In its Citizens United ruling, the U.S. Supreme Court opened the door to unlimited spending by corporations and the super rich in nominally independent causes. It took only a few weeks of the Republican presidential primary to prove the court's naivete in believing that spending would be independent.

The race in the Republican primary seems ready to go to the richest Super PAC, the one created by friends of Mitt Romney and run in lockstep — coincidentally, of course — with the Romney campaign. President Obama has sacrificed his own principle and okayed Super PACs in his cause, too.

At the national level, evil may cancel out evil, to a degree.

It's down the ballot where evil multiplies.

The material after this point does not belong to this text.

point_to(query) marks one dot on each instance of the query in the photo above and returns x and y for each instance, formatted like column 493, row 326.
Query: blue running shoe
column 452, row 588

A Democratic candidate for Congress in Arkansas was heavily damaged in 2010 by $60,000 in independent expenditures by a shadowy group. An outfit with a mail drop in Virginia beat up Bill Halter in his losing primary race against Sen. Blanche Lincoln. A stealth group put $30,000 into 2010 state legislative races that Republicans swept. I don't think it's a bit of exaggeration to say you could buy a majority of the Arkansas legislature with $1 million in targeted expenditures on swing districts.

The money game is played mostly by Republicans. Few deep-pocketed Democrat have taken the long view down the ballot. It is a mistake. It takes only 40 votes in the U.S. Senate to block anything a president might propose. Given the increasing polarity of U.S. congressional districts, control of the U.S. House boils down to a few dozen swing districts, some in media-cheap states like Arkansas.

Then there are the state legislatures. The black face of the Democratic presidential nominee was the catalyst for a Republican surge in Arkansas in 2010. Republicans will spend even more this year to get a majority. Expect lots of "independent" expenditures and shadowy front groups. Expect the money to be directed by campaign consultants who have been Republican Party of Arkansas officials. They will identify frequent Republican voters and pound them with direct mail telling them the Democratic candidates hate God and guns and love gays and taxes. They'll sprinkle the mailings liberally with photographs of Barack Obama, preferably in company of Muslims.

These campaign efforts are supported off-season by conservative lobbies such as the Koch brothers-funded Americans for Prosperity. It attacked a Democratic candidate for state House in Little Rock in 2010 because she refused to sign pledges before the fact, whether against anti-pollution laws or anything else. Those who take the pledge are well treated. AFP put on a series of dinners during the legislative session for favored Republican legislators averaging $60 to $90 per person at the swank Capital Hotel, Bosco's and other fine eat-and-drinkeries. It provides junkets, too. Last fall, it sent a clutch of legislators, including House Minority Leader John Burris, to Washington for AFP indoctrination sessions.

Koch money helps drive those behind the kooky constitutional amendment to give the states control over the federal deficit. End result: Strangle the federal government. That will further reduce the Koch brothers' taxes and regulatory pressures.

In short, win enough races in Bigelow and Bodcaw and the next thing you know you might control the whole shebang. In the interim, the 20 billionaires who've put $33 million into Super PACs so far this year can expect a high return from grateful politicians for their comparatively trivial investment. Think Bush tax cuts.

Sign those Regnant Populus Arkansas ethics reforms petitions primary election day. Time is short for the 99 percent.